Colonel Mustard says "Get a clue and know your audience before you hang yourself"
Even after the chancellor of the Nevada System of Higher Education (NSHE) apologized for past hyperbole on budget cuts, University of Nevada - Las Vegas (UNLV) President Neal Smatreks continues to prove he really has no clue (I blame it on him being a Longhorn).
On Thursday March 31st, Smatresk presented yet another "doom and gloom" scenario of what would happen if his university faced further budget cuts. But this time the presentation was to executives of Nevada's casino industry.
According to Dave Berns one casino exec said “You can’t argue gloom and doom. People don’t want to hear it right now, not when hundreds of thousands remain out of work or have had their hours cut.”

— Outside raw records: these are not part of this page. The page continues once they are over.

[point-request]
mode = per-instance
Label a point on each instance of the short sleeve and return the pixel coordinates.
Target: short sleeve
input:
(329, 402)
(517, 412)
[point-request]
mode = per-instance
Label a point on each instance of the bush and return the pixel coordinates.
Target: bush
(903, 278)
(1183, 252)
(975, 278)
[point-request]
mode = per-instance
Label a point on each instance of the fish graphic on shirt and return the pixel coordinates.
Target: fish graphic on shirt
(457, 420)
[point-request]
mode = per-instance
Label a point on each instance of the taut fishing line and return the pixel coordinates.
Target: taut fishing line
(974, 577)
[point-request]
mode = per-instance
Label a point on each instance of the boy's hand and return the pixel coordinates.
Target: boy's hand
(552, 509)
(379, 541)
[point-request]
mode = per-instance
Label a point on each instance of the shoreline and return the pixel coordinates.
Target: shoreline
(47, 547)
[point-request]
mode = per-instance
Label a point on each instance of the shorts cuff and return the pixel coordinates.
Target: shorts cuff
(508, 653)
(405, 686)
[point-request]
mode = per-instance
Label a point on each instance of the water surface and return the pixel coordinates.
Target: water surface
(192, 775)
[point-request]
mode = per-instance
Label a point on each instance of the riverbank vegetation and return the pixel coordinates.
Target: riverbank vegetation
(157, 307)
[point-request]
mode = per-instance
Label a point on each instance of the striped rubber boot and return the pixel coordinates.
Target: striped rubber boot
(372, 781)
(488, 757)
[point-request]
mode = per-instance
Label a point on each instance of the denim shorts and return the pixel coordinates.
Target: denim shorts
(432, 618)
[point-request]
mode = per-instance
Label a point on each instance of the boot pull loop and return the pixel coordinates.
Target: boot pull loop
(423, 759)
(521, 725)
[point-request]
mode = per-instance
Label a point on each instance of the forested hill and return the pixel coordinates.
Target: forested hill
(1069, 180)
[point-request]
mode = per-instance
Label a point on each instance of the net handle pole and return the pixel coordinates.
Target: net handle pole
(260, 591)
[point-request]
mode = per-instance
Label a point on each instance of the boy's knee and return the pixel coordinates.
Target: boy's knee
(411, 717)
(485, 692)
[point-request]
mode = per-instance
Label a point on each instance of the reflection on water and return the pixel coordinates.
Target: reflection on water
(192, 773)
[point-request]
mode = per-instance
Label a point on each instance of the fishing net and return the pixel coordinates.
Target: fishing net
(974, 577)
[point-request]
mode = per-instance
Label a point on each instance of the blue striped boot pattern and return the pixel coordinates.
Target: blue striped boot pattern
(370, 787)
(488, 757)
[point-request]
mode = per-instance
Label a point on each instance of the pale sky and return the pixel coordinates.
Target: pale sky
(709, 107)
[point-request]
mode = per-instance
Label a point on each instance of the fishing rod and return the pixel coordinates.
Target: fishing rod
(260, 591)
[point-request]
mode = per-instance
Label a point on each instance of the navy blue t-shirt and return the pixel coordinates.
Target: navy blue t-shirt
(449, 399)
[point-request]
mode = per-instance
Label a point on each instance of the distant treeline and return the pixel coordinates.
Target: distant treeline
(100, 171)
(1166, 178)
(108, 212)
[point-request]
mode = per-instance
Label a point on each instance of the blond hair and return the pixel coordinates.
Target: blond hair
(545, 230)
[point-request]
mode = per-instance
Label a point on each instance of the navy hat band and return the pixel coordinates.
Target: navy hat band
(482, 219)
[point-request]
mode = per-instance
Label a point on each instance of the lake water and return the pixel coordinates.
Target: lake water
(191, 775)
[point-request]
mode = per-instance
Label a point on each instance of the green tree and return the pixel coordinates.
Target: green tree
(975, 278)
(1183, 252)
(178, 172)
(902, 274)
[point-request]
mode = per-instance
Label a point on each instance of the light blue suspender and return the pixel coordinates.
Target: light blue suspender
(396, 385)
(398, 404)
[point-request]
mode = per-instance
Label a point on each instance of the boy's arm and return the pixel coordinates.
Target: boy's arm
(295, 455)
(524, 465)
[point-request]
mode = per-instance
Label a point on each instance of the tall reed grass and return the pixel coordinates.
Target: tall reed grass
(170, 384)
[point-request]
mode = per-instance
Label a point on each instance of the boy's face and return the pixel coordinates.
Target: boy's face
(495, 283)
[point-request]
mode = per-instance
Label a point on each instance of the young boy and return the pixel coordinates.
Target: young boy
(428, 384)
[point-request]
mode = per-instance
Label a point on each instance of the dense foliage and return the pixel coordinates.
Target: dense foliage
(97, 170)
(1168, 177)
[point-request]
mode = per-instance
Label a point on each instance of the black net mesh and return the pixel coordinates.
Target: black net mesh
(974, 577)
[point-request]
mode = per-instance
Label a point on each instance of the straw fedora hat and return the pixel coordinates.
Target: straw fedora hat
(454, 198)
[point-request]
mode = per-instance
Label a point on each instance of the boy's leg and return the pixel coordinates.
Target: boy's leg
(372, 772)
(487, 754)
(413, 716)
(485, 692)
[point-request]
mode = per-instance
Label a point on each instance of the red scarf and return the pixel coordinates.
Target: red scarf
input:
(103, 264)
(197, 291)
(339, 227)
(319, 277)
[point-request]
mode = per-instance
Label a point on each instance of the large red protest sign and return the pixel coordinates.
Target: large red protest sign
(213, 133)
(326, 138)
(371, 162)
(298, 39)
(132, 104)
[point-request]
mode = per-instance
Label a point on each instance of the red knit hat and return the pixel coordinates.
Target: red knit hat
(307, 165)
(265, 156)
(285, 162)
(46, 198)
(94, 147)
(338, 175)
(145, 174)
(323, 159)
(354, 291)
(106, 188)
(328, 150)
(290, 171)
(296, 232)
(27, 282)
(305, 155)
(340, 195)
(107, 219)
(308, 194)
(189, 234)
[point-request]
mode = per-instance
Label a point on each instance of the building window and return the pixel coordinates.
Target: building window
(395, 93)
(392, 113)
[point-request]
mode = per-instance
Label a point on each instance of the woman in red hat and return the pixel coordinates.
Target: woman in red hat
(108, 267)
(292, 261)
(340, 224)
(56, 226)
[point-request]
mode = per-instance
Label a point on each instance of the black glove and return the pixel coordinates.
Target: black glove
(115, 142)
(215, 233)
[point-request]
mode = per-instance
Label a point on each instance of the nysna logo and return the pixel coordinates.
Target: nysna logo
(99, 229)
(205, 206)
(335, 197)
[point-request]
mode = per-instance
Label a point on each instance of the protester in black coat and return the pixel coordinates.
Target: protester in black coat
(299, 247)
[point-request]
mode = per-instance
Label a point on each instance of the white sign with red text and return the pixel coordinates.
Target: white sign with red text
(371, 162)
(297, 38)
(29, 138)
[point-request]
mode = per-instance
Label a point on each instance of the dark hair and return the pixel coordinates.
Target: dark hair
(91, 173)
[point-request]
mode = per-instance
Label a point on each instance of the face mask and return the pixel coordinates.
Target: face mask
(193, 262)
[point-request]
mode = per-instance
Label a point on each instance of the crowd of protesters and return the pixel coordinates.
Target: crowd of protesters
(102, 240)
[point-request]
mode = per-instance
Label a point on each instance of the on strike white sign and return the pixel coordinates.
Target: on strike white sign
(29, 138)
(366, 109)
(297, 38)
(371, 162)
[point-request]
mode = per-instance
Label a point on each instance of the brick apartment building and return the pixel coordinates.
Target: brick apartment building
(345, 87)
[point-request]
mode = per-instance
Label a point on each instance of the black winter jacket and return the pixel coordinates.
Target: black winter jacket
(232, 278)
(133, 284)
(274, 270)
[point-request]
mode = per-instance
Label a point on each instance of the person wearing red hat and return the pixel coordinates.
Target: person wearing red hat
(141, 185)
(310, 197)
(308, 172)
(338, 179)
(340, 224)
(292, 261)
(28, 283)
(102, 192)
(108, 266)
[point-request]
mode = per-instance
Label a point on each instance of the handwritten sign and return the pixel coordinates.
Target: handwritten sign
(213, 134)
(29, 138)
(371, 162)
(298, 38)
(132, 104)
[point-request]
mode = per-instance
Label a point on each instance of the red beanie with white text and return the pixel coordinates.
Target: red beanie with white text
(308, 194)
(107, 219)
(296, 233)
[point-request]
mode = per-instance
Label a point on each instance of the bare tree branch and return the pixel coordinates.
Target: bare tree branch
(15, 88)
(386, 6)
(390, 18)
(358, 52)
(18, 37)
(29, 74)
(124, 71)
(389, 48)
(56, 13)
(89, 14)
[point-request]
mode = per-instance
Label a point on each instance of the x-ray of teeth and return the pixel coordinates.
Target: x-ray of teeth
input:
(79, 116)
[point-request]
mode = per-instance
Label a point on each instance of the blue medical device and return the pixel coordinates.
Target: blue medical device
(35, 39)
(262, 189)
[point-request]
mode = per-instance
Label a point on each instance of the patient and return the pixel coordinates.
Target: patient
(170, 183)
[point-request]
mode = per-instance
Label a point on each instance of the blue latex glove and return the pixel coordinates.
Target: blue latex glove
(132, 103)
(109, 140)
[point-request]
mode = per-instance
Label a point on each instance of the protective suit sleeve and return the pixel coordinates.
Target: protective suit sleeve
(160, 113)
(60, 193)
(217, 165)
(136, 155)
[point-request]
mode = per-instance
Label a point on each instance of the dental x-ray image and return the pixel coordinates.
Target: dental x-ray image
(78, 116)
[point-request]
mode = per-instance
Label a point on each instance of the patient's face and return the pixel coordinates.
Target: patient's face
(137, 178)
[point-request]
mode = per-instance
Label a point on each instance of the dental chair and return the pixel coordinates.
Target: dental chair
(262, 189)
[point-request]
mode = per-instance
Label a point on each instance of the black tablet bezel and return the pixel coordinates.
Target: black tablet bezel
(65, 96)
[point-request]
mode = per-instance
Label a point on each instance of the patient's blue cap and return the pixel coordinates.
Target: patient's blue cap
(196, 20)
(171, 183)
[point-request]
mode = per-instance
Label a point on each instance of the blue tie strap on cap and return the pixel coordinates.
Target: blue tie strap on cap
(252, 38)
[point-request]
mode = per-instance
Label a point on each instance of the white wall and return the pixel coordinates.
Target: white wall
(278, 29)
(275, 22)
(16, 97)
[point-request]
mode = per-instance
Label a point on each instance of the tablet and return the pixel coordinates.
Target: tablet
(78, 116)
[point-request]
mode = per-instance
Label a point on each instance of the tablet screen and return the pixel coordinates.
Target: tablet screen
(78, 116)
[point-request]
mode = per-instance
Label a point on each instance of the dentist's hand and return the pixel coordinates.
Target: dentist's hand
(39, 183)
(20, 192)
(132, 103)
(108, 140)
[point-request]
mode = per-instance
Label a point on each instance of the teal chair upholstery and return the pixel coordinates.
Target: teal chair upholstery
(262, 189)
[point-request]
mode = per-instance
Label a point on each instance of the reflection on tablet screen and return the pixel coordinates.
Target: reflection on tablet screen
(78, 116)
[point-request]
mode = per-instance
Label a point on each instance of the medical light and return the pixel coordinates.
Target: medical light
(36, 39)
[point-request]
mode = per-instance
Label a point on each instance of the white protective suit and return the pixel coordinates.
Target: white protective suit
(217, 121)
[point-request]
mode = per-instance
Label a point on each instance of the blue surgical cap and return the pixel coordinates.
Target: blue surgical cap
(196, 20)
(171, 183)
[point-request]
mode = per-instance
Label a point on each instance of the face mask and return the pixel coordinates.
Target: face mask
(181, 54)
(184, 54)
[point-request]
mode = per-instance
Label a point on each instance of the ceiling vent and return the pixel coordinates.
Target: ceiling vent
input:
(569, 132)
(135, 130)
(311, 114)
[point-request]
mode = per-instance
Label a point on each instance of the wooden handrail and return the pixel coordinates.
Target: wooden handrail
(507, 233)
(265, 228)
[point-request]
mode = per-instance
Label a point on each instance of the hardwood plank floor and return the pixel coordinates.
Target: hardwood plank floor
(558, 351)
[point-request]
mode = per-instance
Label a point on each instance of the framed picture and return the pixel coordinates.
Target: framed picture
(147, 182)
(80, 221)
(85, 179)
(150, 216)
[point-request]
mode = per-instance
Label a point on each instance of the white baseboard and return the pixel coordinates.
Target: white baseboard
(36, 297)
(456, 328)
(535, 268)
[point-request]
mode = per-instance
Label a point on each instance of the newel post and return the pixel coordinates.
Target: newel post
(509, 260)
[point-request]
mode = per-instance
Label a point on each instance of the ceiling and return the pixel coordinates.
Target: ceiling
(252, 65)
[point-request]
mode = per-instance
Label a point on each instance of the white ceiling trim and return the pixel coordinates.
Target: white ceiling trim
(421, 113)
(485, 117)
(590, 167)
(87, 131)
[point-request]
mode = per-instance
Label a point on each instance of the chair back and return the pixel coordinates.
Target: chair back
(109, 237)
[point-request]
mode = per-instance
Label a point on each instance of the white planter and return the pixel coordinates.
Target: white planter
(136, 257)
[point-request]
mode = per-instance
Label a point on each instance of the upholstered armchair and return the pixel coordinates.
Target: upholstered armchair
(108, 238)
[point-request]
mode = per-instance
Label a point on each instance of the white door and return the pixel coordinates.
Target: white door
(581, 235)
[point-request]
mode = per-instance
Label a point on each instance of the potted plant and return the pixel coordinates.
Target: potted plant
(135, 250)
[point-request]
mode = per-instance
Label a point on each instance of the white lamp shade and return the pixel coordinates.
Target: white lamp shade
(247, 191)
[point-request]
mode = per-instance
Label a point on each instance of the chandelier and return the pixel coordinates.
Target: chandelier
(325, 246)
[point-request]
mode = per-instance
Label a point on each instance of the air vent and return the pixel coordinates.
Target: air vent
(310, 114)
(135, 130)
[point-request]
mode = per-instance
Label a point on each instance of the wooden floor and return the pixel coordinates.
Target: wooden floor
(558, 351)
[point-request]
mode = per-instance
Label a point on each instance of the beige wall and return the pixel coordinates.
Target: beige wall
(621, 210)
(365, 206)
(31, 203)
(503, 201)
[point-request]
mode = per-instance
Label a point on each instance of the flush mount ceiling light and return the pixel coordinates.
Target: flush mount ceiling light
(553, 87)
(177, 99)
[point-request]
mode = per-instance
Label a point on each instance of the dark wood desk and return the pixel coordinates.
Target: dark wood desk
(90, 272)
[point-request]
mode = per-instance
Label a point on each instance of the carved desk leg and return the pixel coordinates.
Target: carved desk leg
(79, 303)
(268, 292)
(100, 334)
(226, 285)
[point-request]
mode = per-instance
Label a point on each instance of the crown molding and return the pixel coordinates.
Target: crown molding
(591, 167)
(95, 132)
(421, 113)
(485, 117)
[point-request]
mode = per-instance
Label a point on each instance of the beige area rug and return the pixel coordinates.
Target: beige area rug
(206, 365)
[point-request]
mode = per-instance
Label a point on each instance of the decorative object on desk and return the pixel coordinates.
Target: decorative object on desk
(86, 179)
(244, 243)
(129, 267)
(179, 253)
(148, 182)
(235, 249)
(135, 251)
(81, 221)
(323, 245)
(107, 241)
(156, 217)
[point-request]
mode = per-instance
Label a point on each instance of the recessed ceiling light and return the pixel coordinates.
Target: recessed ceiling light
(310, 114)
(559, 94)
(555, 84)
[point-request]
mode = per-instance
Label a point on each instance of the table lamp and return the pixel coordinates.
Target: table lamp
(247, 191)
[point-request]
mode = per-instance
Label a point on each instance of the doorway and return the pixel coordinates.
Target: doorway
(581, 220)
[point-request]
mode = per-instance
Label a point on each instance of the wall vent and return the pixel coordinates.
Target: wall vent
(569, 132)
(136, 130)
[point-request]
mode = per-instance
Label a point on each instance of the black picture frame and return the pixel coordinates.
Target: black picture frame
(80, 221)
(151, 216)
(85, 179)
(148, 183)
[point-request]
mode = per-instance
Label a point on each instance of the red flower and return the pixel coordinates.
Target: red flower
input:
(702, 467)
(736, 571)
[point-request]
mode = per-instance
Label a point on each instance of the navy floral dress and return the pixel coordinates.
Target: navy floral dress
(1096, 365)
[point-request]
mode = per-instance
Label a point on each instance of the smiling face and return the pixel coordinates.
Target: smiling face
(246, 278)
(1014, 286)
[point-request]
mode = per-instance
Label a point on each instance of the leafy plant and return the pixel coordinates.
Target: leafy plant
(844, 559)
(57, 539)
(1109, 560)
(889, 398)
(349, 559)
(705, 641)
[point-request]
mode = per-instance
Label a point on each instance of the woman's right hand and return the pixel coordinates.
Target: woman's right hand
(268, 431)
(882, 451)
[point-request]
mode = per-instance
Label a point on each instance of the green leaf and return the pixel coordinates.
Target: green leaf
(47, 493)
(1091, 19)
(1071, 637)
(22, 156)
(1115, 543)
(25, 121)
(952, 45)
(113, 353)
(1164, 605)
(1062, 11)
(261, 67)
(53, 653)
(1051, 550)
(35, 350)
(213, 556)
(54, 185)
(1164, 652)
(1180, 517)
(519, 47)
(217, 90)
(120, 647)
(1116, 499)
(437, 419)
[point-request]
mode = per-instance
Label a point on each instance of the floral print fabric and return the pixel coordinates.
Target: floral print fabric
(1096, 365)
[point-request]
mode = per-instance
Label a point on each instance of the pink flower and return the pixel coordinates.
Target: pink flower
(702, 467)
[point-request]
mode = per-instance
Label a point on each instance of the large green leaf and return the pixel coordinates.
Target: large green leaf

This casino exec is right in more ways than one. Let me explain why in further detail.
Looking at NSHE spending figures I've obtained from Regent Ron Knecht, I see that NSHE collected $1.659 billion in revenue in 2008 (less special projects and capital projects) and $1.609 billion in revenue in 2011. After adjusting for inflation the decline was a mere $96 million or 5.9 percent of total annual revenue.
For UNLV the decline less severe with revenues falling $20 million or 3.7 percent between 2008 and 2011 (capital improvement plan excluded). That may seem like a lot but UNLV seems no worse off than they were in 2006 or 2007...ah the good old days.
*Excludes capital project and special project revenues
Looking at the gaming revenues from the Casinos from year to year you can see that gaming wins declined 8.4 percent between June 2008 and March 2011. That is higher than NSHE and UNLV! But the situation gets even worse when you realize gaming took their biggest hit between 2007 and 2008.
*Source: Nevada Gaming and Control Board: http://gaming.nv.gov/mrrindex.htm year to date estimates are from June in previous year to March of current year (allowing most recent available to be compared with past year-to-date data).
Going back to the 2007 data we see gaming revenues have dropped 20.9 percent. But now what about NSHE and UNLV? NSHE's inflation adjusted revenue drop was 1.1 percent between 2007 and 2011 while UNLV saw revenues fall 0.2 percent between 2007 and 2011.
In other words, casino executives are not a sympathetic audience to caterwaul about "devastating" revenue declines, especially since NSHE and UNLV didn't take any real revenue declines until 2009-10 when everyone was already well into the recession. While NSHE officials were busy complaining and overstating budget cuts, Casino exec were busy trying to keep their business afloat, people employed, and customers happy with less money than in years before.
Ultimately, UNLV and NSHE have demonstrated more complaining than innovating and people, not just casino execs, are getting tired of hearing about it.
I admit this is an apples to oranges comparison because casinos have other sources of revenues such as sales, food and live entertainment, but I'm willing to bet that even after including these other revenues they have still seen a larger drop in revenues than Nevada's universities.